Responds: Oline Sæther, head of the Norwegian Student Organisation, thinks the price of the hotel deal is wild.

She refers to NSO's own student housing survey, which shows that 15,000 students are being robbed from a safe and affordable place to live. NSO aims for 20 % of students to be offered student accommodation, but the figure is currently only 15 % nationally, and around 12 % in Oslo.

She says that most students have to turn to the private rental market, where the prices have risen drastically.

— For me, this offer illustrates how critical the situation is, says Sæther.

SiO is concerned about the situation

Johannessen emphasizes that SiO is concerned about the housing situation. "Rental prices in Oslo are historically high, and there are fewer rental properties available," she explains and believes that the reasons for the housing queue are complex.

She points to the availability and price of good plots of land in Oslo, in addition to costs related to the building processes and price increases in the society. She further explains that SiO is "dependent on grants from the authorities to be able to provide more housing at a price the students can pay."

The increased cost frame in the housing market in turn requires increased subsidies for SiO, and the lack of this leads to more expensive rent for the students, claims Johannesen.

Marthe Wedwik Larssen is one of the lucky ones, and on Wednesday she moves out of Smarthotel and into a student dormitory in Kringsjå. Nevertheless, she is critical, since she applied for student housing almost a year ago.

— It should not be necessary to apply almost a year in advance to get housing for the start of studies, she notes.

Housing researcher is in despair

Housing researcher Erling Røed Larsen reacts strongly to SiO's crisis measures. — It's like putting a Band-Aid on a wound where blood is still flowing out. He believes the long queue for student housing is a political scandal.

Røed Larsen is a social economist and the head of the National Center for Housing Market Research at OsloMet. He says that housing researchers have been anticipating the housing crisis for a long time. The solution is to build more, but there is a lack of political will, believes Røed Larsen.

He states that there is not a housing crisis in the whole of Norway, only in Oslo. The city has a deep structural problem – there are simply too few homes, he believes.

— The reason why is that there are a lot of people who want to live in Oslo, says Røed Larsen.

He believes that the desired policy of spreading the population more evenly in the country keeps decision-makers away from building more in Oslo.

— Attempting to politically manage the population's preferences is difficult. It has big consequences, costs a lot, and is only partially successful.

Fear of development

Røed Larsen fears the housing crisis will turn Oslo into a city where only rich middle-aged people can afford to live. He therefore believes that the politicians must change the so-called "apartment norm" which prohibits the construction of new units of less than 35 square metres. This is because the norm goes beyond the supply of apartments that commuters and students can afford.

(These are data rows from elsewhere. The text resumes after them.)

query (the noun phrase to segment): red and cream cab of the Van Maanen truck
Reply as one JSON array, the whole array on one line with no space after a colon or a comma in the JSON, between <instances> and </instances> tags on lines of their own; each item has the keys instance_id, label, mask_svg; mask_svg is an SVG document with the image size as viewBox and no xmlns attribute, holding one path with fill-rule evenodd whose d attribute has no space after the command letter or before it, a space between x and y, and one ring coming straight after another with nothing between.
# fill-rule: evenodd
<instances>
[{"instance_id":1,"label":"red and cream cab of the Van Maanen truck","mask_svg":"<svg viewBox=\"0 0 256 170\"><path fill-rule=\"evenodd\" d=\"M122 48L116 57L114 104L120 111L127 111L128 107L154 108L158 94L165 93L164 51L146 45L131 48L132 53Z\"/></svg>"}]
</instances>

— The norm is a beautiful thought in the first place, but it does not consider those who live here and now, he says.

Back in the hotel room, student Larssen is getting ready to move to a more permanent residence. Her parents are coming from Hamar with the rest of the moving load that she did not take with her to the hotel.

— I haven't been able to have any kind of control. I understand that I am lucky, but it is sad that everything takes so long. She sympathises with students who are still on the waiting list:

— It's hard to be in a situation where you don't know if you'll get a place to live in.